1. En 2017, la commune de Vaux-lès-Saint-Claude a décidé de construire un réseau d'eaux usées sous les voies communales et une station d'épuration. Elle a conclu un marché public par lequel elle a confié la réalisation du réseau public d'assainissement à la société EHTP ainsi que, par un avenant, le raccordement des habitations au réseau public pour les particuliers qui le souhaitaient et aux frais de ces derniers. Mme C, habitante de Vaux-lès-Saint-Claude, a accepté la proposition de branchement de la maison dont elle est propriétaire au réseau public d'assainissement. A la suite des travaux réalisés par la société EHTP en 2018, Mme C a constaté, lors d'épisodes pluvieux, des infiltrations d'eau dans la cave en sous-sol de son habitation. Elle a demandé à la société EHTP de remédier à ces désordres mais les trois interventions successives de cette société réalisées aux mois de février et de novembre 2019 puis de novembre 2020 n'ont pas permis de mettre fin aux infiltrations. Après s'être adressée en vain à la commune de Vaux-lès-Saint-Claude afin qu'elle prenne en charge les travaux de reprise, elle a saisi le juge des référés du tribunal administratif de Besançon qui, par une ordonnance du 3 mai 2021, a désigné M. A en qualité d'expert pour qu'il détermine l'origine des désordres affectant la maison d'habitation de l'intéressée. L'expert a remis son rapport le 15 octobre 2021. Le 28 octobre 2021, Mme C a adressé une demande indemnitaire préalable à la commune de Vaux-lès-Saint-Claude. Le 30 décembre 2021, elle a présenté une requête indemnitaire au tribunal par laquelle elle demandait initialement la condamnation de la commune de Vaux-lès-Saint-Claude à l'indemniser des désordres subis, avant de solliciter la condamnation solidaire de cette commune et de la communauté de communes Terre d'Emeraude Communauté après avoir été informée du transfert de la compétence assainissement de la commune à cette dernière.

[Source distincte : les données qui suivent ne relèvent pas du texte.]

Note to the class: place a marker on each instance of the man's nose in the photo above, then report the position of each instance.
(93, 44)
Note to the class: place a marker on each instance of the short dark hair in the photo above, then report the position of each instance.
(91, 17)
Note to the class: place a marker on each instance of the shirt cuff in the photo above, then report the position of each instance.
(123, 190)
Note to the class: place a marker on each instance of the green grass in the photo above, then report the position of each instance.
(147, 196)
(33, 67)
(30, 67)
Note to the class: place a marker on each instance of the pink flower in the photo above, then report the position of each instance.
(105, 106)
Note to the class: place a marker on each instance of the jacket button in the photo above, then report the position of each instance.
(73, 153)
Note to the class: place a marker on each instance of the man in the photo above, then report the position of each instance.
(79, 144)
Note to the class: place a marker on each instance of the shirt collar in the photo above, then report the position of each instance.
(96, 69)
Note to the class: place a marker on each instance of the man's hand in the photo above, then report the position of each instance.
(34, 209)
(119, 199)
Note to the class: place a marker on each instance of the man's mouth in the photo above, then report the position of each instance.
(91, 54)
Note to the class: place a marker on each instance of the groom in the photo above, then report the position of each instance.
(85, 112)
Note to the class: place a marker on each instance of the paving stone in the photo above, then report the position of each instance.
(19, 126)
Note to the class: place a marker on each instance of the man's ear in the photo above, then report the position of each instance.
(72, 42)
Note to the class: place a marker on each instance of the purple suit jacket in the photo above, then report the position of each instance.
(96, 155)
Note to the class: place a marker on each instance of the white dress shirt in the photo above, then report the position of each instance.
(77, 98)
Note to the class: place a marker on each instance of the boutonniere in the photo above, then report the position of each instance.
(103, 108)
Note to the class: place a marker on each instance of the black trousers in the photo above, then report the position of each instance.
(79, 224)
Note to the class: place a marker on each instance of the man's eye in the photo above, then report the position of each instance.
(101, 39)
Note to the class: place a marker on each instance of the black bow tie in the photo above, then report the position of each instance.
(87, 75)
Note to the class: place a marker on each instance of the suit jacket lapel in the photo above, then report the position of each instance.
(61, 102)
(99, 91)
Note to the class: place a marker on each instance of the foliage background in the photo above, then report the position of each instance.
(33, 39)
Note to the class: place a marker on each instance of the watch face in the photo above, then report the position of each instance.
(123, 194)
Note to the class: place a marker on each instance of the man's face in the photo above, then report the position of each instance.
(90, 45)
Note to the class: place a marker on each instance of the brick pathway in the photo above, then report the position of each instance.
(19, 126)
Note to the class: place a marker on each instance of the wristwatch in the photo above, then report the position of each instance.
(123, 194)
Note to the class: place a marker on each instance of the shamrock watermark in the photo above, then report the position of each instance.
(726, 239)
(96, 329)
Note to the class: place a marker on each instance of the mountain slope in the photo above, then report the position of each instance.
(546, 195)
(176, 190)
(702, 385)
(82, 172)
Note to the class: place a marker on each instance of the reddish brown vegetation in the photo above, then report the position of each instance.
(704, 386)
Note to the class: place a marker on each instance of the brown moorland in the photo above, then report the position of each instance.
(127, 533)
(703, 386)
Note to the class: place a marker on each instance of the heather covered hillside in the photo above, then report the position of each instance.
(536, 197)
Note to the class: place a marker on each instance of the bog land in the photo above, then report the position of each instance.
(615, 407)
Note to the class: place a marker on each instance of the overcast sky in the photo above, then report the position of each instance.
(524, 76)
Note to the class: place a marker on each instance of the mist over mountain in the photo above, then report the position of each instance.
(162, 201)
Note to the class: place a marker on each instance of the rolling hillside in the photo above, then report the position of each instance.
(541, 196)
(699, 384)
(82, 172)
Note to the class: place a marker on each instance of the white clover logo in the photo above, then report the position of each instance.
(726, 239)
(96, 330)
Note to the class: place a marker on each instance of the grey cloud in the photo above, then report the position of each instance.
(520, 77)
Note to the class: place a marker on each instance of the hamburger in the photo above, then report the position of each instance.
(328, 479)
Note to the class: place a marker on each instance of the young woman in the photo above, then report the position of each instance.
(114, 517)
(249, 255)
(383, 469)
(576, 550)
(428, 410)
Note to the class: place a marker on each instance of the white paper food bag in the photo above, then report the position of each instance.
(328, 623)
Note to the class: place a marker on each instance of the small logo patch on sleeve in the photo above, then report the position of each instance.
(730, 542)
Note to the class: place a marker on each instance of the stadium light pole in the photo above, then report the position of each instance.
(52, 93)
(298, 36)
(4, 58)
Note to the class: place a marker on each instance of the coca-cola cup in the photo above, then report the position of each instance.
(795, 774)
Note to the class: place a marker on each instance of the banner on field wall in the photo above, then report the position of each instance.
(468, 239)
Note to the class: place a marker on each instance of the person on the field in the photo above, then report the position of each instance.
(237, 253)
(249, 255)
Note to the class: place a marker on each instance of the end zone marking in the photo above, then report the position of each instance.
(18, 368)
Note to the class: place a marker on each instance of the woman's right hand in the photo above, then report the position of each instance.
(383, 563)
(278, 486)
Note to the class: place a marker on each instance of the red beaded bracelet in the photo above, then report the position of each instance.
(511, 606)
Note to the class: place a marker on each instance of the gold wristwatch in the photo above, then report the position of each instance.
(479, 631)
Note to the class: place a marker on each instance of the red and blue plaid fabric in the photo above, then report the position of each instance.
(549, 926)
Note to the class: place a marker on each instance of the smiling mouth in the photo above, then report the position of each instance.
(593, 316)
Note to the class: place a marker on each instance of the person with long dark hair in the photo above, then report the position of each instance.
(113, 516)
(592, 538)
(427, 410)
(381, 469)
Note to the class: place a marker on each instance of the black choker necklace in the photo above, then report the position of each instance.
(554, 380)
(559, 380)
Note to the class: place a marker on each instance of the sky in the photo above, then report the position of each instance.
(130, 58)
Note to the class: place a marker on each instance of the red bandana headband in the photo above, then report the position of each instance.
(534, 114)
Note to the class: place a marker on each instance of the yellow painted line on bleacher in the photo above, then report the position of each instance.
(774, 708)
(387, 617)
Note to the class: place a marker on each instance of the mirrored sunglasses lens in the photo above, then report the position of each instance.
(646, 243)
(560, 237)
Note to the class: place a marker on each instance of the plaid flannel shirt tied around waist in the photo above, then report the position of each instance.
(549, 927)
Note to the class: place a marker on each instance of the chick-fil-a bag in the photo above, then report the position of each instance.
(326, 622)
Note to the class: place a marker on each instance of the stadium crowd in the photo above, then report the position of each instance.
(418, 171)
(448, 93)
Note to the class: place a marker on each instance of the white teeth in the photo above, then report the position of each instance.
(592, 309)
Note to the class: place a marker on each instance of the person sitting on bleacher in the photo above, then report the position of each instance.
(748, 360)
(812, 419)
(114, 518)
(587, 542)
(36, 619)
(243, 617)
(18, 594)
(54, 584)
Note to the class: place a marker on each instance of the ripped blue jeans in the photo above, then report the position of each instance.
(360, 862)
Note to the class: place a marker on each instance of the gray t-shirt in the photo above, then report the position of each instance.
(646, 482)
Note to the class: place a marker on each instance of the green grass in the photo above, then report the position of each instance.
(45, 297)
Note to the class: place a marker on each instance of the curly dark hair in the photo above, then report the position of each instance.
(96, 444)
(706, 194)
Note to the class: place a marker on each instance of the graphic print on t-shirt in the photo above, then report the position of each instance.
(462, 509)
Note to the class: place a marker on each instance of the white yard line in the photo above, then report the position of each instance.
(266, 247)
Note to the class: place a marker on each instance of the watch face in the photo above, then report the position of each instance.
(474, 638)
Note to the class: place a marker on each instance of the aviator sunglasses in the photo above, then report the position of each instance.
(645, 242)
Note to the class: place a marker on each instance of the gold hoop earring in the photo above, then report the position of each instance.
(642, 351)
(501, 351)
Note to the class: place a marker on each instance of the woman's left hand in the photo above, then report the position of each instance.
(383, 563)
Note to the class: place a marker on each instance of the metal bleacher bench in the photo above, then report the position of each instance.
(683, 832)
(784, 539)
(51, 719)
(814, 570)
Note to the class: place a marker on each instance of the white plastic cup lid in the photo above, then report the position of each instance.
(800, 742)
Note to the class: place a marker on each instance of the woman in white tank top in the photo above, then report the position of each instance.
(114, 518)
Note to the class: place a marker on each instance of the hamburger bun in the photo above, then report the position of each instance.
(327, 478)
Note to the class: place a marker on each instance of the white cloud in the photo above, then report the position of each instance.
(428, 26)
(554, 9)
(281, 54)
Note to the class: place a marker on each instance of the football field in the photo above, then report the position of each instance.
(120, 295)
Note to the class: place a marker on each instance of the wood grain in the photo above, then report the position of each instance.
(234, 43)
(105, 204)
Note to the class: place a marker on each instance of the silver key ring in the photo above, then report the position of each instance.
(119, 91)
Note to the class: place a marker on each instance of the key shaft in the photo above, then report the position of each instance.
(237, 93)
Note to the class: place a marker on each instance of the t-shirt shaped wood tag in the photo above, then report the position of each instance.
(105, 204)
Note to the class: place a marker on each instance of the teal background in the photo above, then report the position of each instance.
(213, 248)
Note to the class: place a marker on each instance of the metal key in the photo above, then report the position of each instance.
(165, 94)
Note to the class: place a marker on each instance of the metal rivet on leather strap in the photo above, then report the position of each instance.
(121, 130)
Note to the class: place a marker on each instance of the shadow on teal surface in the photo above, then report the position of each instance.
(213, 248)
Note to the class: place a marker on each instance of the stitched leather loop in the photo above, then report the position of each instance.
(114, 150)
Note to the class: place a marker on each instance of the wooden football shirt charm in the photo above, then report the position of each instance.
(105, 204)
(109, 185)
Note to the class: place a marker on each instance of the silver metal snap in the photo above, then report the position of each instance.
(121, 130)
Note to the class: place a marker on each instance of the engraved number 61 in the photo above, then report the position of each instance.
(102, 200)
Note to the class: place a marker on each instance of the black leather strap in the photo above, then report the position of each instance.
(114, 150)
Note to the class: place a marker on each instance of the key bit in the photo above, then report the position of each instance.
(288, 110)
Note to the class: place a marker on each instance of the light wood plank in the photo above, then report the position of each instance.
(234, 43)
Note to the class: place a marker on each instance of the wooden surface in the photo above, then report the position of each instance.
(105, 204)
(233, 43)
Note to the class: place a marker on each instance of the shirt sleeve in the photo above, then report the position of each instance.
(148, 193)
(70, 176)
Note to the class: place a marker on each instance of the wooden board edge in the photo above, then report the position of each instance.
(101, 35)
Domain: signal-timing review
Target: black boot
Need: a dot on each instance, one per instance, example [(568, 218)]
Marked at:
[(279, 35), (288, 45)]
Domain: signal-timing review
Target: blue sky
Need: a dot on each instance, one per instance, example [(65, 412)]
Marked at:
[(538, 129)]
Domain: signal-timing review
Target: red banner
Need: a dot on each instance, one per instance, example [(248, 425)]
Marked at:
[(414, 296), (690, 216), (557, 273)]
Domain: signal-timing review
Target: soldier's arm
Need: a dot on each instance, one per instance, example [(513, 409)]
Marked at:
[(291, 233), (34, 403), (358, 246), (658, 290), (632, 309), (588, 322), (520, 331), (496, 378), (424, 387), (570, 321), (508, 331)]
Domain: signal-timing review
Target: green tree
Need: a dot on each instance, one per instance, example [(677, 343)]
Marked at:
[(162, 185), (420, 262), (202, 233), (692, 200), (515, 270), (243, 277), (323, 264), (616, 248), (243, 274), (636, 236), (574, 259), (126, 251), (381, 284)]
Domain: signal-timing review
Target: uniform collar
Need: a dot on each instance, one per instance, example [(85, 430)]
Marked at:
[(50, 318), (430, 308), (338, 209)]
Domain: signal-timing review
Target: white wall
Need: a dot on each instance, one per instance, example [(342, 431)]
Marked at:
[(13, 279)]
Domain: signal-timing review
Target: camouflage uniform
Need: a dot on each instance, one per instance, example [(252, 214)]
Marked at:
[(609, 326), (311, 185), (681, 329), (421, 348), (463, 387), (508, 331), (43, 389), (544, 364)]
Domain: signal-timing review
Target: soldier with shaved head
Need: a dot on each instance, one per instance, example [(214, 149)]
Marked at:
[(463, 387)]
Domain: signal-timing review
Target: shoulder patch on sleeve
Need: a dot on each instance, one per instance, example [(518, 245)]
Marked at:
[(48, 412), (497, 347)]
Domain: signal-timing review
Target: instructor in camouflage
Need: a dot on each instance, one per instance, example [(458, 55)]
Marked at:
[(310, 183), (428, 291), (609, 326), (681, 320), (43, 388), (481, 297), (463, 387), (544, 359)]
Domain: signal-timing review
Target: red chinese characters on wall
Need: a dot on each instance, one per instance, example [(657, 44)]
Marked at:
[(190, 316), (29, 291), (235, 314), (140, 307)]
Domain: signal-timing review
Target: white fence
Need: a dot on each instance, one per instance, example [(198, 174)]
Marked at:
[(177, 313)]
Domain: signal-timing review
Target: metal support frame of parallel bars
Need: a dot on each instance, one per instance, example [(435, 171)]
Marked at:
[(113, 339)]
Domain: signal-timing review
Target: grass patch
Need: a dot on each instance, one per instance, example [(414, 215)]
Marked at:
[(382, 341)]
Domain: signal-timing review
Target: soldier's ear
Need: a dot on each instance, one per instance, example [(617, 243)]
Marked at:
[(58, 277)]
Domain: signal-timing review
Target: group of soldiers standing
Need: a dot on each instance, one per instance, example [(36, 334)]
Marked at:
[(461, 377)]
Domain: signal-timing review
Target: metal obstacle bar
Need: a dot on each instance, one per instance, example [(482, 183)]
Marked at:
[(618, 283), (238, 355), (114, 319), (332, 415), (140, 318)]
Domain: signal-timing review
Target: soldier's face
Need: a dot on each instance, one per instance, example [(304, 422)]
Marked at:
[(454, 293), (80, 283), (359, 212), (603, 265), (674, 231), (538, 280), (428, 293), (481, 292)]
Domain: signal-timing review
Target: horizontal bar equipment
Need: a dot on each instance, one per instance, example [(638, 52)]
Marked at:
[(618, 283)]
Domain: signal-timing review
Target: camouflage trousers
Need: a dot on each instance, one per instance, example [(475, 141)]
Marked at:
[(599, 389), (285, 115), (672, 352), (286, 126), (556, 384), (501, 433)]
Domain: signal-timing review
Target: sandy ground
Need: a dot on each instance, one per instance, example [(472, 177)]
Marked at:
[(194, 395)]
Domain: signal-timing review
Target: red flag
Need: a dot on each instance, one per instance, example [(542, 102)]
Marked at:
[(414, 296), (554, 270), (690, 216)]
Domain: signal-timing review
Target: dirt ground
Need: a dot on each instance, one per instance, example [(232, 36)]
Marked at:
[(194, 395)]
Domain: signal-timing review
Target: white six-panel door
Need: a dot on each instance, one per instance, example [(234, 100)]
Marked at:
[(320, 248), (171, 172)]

2. Aux termes de l'article L. 2224-11 du code général des collectivités territoriales : " Les services publics d'eau et d'assainissement sont financièrement gérés comme des services à caractère industriel et commercial ".

3. Eu égard aux rapports de droit privé nés du contrat qui lie le service public industriel et commercial de l'assainissement à ses usagers, les litiges relatifs aux rapports entre ce service et ses usagers relèvent de la compétence de la juridiction judiciaire. Ainsi, il n'appartient qu'à la juridiction judiciaire de connaître des litiges relatifs notamment aux dommages causés aux usagers à l'occasion de la fourniture du service, alors même que la cause des dommages réside dans l'exécution des travaux publics.

4. Il résulte de l'instruction que les infiltrations d'eaux dans le sous-sol de la maison de Mme C procèdent de la mauvaise exécution des travaux publics effectués pour créer le réseau public d'assainissement et réaliser le branchement de cette habitation à ce réseau. Les dommages correspondant doivent dès lors être regardés comme étant survenus à l'occasion de la fourniture de la prestation assurée par le service d'assainissement à l'un de ses usagers et ressortissent ainsi à la compétence des tribunaux de l'ordre judiciaire. Par suite, la requête indemnitaire présentée par Mme C doit être rejetée comme portée devant un ordre de juridiction incompétent pour en connaître.

DECIDE :

Article 1er : La requête présentée par Mme C est rejetée comme portée devant un ordre de juridiction incompétent pour en connaître.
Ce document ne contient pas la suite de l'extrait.